The East Livingston project was among 510 projects nationwide awarded a total of $800 million in grants Wednesday through the Safe Streets and Roads for All (SS4A) grant program, which was established by President Joe Biden’s infrastructure law and provides $5 billion over five years to improve roads, sidewalks and crosswalks to prevent traffic fatalities.
Jennifer Gallagher, Columbus' public service director, said the total cost for the East Livingston project between South 18th Street and Nelson Road is expected to be $24 million. The city plans to find other funding sources for its 50% match.
The project won't be finished soon. The work is not schedule to begin until 2026 and finished until 2028.
Gallagher said plans call for reducing travel lanes in each direction from two to one with a center turn lane. Other plans call for shared-use lanes bicyclists would use, protected by curbs, with parking maintained along sections, she said.
Those measures should help slow down speeders that Gallagher said community leaders and residents have complained about for years. She said that 73% of all fatal and serious-injury crashes in the corridor between 2014 and 2018 involved vehicles hitting people walking or bicycling.

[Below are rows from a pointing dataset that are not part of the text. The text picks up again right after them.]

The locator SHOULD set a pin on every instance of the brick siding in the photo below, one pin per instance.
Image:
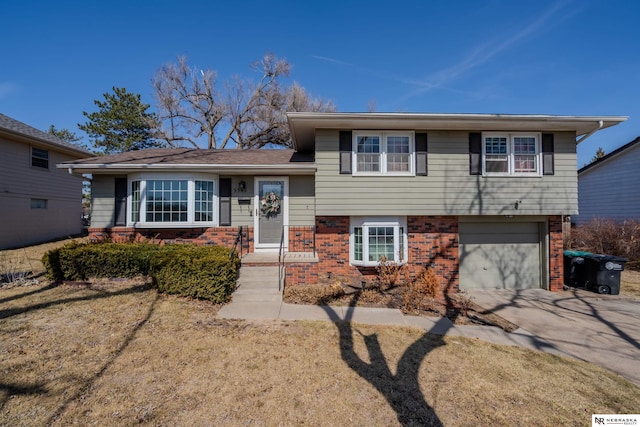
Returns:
(556, 259)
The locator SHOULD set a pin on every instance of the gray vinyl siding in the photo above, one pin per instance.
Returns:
(448, 189)
(301, 200)
(103, 201)
(612, 189)
(241, 215)
(20, 182)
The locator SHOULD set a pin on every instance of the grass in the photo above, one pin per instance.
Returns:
(118, 353)
(630, 284)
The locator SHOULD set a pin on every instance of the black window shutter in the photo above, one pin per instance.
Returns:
(120, 214)
(345, 152)
(547, 154)
(421, 154)
(475, 153)
(225, 201)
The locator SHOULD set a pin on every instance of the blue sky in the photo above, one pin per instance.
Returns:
(573, 57)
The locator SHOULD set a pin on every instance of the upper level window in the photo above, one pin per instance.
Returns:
(388, 153)
(158, 202)
(39, 158)
(511, 154)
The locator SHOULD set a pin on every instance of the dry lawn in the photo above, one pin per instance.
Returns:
(26, 263)
(630, 284)
(117, 353)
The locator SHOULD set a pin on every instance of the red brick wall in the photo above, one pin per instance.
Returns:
(301, 238)
(223, 236)
(556, 259)
(301, 273)
(432, 241)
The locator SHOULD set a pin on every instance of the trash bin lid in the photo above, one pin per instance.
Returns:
(577, 253)
(605, 258)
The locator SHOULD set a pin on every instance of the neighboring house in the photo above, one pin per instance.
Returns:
(478, 197)
(38, 202)
(610, 187)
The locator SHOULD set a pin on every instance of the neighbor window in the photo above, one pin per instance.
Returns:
(511, 154)
(39, 203)
(39, 158)
(383, 153)
(373, 239)
(186, 200)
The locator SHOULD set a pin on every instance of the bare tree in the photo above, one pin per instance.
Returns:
(188, 104)
(252, 114)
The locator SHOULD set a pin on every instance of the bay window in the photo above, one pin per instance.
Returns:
(157, 201)
(373, 239)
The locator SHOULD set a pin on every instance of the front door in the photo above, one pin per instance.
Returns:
(271, 211)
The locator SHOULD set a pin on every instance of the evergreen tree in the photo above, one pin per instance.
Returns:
(121, 123)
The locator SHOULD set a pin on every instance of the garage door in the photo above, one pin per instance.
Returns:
(499, 255)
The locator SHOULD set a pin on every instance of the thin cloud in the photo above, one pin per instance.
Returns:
(482, 54)
(7, 88)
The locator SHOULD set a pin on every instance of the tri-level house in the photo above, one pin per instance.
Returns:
(478, 197)
(38, 202)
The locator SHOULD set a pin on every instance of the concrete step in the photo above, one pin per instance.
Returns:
(257, 284)
(256, 297)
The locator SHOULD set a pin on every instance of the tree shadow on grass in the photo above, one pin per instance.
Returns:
(402, 390)
(9, 312)
(87, 384)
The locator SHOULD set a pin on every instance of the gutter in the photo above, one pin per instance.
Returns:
(588, 134)
(85, 168)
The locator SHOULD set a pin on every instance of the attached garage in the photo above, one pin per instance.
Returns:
(502, 255)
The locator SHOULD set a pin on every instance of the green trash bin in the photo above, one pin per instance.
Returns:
(602, 273)
(575, 268)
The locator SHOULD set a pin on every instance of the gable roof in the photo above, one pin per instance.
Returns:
(194, 159)
(612, 154)
(15, 128)
(303, 125)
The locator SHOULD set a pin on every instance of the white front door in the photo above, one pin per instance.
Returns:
(271, 211)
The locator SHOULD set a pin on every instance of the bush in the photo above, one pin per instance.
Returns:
(620, 238)
(82, 261)
(199, 272)
(420, 294)
(208, 272)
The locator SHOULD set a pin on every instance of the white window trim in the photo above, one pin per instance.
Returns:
(383, 152)
(365, 223)
(510, 155)
(191, 202)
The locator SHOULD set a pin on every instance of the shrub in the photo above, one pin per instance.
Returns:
(82, 261)
(390, 273)
(208, 273)
(420, 294)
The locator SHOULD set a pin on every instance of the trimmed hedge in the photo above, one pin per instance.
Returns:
(205, 272)
(197, 272)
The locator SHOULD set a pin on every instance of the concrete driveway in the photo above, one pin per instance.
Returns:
(602, 329)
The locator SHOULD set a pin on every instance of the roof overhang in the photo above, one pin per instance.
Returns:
(293, 169)
(304, 125)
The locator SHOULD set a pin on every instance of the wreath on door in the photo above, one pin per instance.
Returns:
(270, 204)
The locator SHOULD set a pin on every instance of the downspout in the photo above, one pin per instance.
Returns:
(587, 135)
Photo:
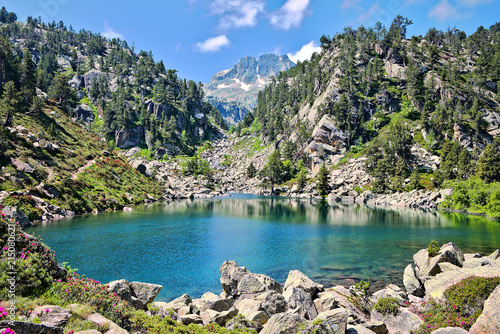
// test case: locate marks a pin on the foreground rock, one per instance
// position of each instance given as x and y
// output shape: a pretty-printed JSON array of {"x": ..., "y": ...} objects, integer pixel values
[
  {"x": 489, "y": 320},
  {"x": 30, "y": 328}
]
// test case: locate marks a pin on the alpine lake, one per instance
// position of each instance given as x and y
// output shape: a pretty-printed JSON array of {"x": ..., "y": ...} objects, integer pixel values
[{"x": 181, "y": 245}]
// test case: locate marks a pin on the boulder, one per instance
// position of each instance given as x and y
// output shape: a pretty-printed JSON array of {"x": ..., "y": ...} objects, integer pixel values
[
  {"x": 272, "y": 302},
  {"x": 252, "y": 285},
  {"x": 377, "y": 327},
  {"x": 190, "y": 319},
  {"x": 51, "y": 315},
  {"x": 220, "y": 318},
  {"x": 391, "y": 291},
  {"x": 301, "y": 300},
  {"x": 404, "y": 322},
  {"x": 451, "y": 330},
  {"x": 489, "y": 320},
  {"x": 17, "y": 215},
  {"x": 335, "y": 320},
  {"x": 30, "y": 328},
  {"x": 23, "y": 166},
  {"x": 342, "y": 296},
  {"x": 298, "y": 280},
  {"x": 84, "y": 113},
  {"x": 145, "y": 292},
  {"x": 358, "y": 329},
  {"x": 213, "y": 302},
  {"x": 126, "y": 138},
  {"x": 248, "y": 306},
  {"x": 99, "y": 320},
  {"x": 121, "y": 288},
  {"x": 283, "y": 323},
  {"x": 495, "y": 254},
  {"x": 231, "y": 275},
  {"x": 428, "y": 266},
  {"x": 412, "y": 285},
  {"x": 325, "y": 301}
]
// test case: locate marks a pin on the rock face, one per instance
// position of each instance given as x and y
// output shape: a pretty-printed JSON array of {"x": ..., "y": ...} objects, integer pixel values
[
  {"x": 30, "y": 328},
  {"x": 129, "y": 137},
  {"x": 17, "y": 215},
  {"x": 428, "y": 266},
  {"x": 283, "y": 323},
  {"x": 298, "y": 280},
  {"x": 301, "y": 301},
  {"x": 51, "y": 315},
  {"x": 489, "y": 320},
  {"x": 138, "y": 294},
  {"x": 402, "y": 323},
  {"x": 412, "y": 284},
  {"x": 84, "y": 113},
  {"x": 231, "y": 275}
]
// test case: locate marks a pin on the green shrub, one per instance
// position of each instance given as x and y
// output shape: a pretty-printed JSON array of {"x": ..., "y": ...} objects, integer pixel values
[
  {"x": 464, "y": 304},
  {"x": 433, "y": 248},
  {"x": 387, "y": 306}
]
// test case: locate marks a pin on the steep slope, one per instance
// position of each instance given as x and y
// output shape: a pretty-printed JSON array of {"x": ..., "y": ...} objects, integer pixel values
[
  {"x": 427, "y": 104},
  {"x": 234, "y": 91}
]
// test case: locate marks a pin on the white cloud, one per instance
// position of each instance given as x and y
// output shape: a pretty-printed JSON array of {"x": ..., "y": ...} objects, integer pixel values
[
  {"x": 473, "y": 3},
  {"x": 290, "y": 15},
  {"x": 305, "y": 52},
  {"x": 213, "y": 44},
  {"x": 443, "y": 10},
  {"x": 110, "y": 33},
  {"x": 237, "y": 13},
  {"x": 348, "y": 4}
]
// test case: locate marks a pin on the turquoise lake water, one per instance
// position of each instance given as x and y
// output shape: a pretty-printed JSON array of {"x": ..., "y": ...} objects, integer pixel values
[{"x": 182, "y": 244}]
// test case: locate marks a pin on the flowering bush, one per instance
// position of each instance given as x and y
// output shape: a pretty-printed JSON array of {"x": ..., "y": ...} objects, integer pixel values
[
  {"x": 88, "y": 291},
  {"x": 34, "y": 263},
  {"x": 464, "y": 303}
]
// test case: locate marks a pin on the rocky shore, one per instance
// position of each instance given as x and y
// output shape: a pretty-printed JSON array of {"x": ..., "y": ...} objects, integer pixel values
[{"x": 258, "y": 302}]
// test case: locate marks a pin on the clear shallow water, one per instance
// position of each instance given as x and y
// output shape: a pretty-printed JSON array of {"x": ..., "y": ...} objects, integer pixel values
[{"x": 181, "y": 245}]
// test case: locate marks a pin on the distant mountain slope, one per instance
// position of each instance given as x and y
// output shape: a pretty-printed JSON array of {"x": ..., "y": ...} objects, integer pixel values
[{"x": 240, "y": 84}]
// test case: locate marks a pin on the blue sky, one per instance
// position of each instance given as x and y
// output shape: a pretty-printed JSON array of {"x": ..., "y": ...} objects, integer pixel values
[{"x": 202, "y": 37}]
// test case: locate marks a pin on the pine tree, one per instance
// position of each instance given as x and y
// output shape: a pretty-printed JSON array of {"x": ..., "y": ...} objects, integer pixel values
[
  {"x": 415, "y": 179},
  {"x": 302, "y": 179},
  {"x": 488, "y": 166},
  {"x": 251, "y": 170},
  {"x": 323, "y": 181},
  {"x": 28, "y": 80}
]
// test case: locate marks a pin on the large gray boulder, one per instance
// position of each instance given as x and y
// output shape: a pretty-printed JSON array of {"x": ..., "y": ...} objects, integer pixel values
[
  {"x": 175, "y": 304},
  {"x": 298, "y": 298},
  {"x": 30, "y": 328},
  {"x": 404, "y": 322},
  {"x": 145, "y": 292},
  {"x": 489, "y": 320},
  {"x": 99, "y": 320},
  {"x": 451, "y": 330},
  {"x": 299, "y": 280},
  {"x": 335, "y": 320},
  {"x": 325, "y": 301},
  {"x": 126, "y": 138},
  {"x": 272, "y": 302},
  {"x": 51, "y": 315},
  {"x": 121, "y": 288},
  {"x": 283, "y": 323},
  {"x": 428, "y": 266},
  {"x": 230, "y": 277},
  {"x": 252, "y": 285},
  {"x": 412, "y": 285},
  {"x": 17, "y": 215},
  {"x": 84, "y": 113}
]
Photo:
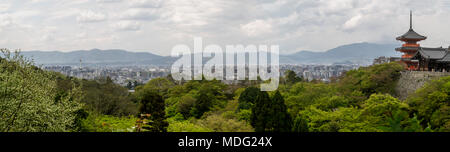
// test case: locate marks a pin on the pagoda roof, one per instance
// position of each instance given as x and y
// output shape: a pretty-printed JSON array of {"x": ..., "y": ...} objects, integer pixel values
[
  {"x": 411, "y": 35},
  {"x": 407, "y": 48},
  {"x": 446, "y": 58},
  {"x": 434, "y": 53}
]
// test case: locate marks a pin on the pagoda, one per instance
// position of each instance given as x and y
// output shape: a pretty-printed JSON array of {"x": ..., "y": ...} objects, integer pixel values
[{"x": 410, "y": 46}]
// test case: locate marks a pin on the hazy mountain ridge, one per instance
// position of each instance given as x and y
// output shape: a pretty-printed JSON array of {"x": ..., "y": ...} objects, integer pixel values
[
  {"x": 96, "y": 56},
  {"x": 357, "y": 53}
]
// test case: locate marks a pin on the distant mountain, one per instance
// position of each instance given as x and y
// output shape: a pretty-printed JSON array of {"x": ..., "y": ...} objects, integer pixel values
[
  {"x": 357, "y": 53},
  {"x": 96, "y": 56}
]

"Residents were afraid to wait on sidewalks, wait at bus stops," Gallagher said. The speed limit is 35 mph, but drivers often speed along the four-lane road, she said.
In 2022, Columbus City Council approved $150,000 for a traffic study along East Livingston in that stretch to develop a plan to slow down traffic and reduce crashes.
Neighborhood leaders and residents have been asking the city to do something for years. In 2021, there were 65 crashes through Dec. 13 that year at just five intersections along East Livingston Avenue: South Ohio Avenue, South Champion Avenue, Miller Avenue, Kelton Avenue and Fairwood Avenue.
"They don’t feel safe walking along Livingston," said Michael Aaron, executive director of the Rickenbacker Woods Foundation and a longtime resident of the Driving Park neighborhood.
"If we want to promote business, we have to make sure pedestrians feel safe. And so this is an absolute must for one of the busiest corridors in the city of Columbus," Aaron said.
According to a 2022 traffic study, 13,110 vehicles traveled East Livingston Avenue just west of Kelton Avenue near the Driving Park branch of the Columbus Public Library.
David Gray, a resident of the historic Old Oaks neighborhood and what he called a community stakeholder, said he has lived near East Livingston Avenue for years. He said the goal is to make the area a walkable neighborhood. Right now, he said, East Livingston is like a mini-highway.
"We don’t want anybody to die. That's our main goal," Gray said. "I want anyone to walk down Livingston Avenue and not worry about someone driving 50 miles-an-hour."
The city already has reduced the number of lanes and made other safety improvements to slow traffic on another section of East Livingston Avenue between College Avenue and James Road on the East Side where some vehicles have crashed into houses.